Bien sûr que je n’attendrai pas pour répondre à votre lettre de mai dernier la date de votre fête, ce qui me repousserait jusqu’au 11 aout.

Ce que je tiens d’abord à vous exprimer, c’est tout le désenchantement que j’éprouve à ne pas être à côté de vous ces temps-ci. Il faut bien dire que la chance ne nous poursuit pas, ayant chacun nos ennuis.

En ce qui me concerne, vous vous étonnez que je sois un peu trop accaparé par les soucis et les tribulations que m’occasionne ma cousine. Mais voyons, comment faire autrement, puisque je suis son unique parent à Paris. Ce n’est pas, je vous prie de le croire, une source d’agréments dans ma vie. Et à ce sujet, je relève de vous cette phrase qui m’ébahit et que vous m’écrivez à propos de ce que je puis faire pour cette pauvre vieille femme : « Si ce n’est pas indiscret, j’aimerais bien que vous me parliez franchement sur ce point, car je ne comprends pas« . Vraiment, je suis interloqué. Vous vous posez une interrogation étrange qui ne s’expliquerait que si, dans votre pensée, j’avais une liaison mystérieuse dont il conviendrait de déterminer la nature.

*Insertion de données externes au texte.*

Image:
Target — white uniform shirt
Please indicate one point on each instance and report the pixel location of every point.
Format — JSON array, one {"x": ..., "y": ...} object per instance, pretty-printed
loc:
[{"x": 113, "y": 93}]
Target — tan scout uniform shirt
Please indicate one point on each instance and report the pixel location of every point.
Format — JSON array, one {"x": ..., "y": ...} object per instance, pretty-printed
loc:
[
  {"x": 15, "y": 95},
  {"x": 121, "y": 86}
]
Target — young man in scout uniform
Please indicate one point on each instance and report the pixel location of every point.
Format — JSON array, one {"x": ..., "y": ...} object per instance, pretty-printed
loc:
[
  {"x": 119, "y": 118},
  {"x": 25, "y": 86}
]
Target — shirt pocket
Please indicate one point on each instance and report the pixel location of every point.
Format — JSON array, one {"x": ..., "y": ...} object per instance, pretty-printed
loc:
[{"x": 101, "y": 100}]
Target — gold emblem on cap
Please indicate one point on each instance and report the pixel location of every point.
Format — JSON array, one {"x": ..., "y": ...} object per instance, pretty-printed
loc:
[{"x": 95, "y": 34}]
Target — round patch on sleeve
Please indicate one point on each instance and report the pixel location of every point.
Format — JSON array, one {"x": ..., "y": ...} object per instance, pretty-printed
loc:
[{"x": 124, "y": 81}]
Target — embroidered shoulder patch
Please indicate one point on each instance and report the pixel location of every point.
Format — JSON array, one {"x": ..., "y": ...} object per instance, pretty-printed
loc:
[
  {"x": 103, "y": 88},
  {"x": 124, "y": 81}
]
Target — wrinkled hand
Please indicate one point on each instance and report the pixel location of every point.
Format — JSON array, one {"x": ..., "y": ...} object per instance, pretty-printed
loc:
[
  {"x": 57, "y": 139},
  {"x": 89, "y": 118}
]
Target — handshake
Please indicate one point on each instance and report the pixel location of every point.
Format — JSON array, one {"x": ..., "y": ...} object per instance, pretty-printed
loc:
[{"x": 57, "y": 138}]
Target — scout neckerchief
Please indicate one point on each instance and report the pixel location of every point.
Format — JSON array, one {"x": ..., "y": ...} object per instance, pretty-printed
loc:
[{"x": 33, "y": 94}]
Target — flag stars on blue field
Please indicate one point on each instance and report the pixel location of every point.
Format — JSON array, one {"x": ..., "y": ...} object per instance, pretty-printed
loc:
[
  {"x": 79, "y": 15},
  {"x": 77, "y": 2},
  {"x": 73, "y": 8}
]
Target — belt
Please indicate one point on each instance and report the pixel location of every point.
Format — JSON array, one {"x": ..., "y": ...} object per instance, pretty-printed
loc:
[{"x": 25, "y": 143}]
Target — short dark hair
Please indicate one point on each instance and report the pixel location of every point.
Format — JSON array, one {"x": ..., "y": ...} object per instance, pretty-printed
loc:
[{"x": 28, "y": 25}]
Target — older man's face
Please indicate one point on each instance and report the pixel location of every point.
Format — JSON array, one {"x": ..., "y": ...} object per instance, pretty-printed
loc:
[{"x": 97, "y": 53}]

C’est pourtant bien simple. Bien que je ne sois pas très pratiquant, je pratique néanmoins la charité chrétienne vis à vis du prochain, à plus forte raison quand il s’agit de la cousine germaine de ma mère. Ce genre de discipline, je me l’impose même à l’égard des animaux ; vous en avez la preuve avec mon chat Kiki qui n’est pas particulièrement commode, comme vous le savez, mais qui a besoin de moi car d’autres ne le supporteraient pas.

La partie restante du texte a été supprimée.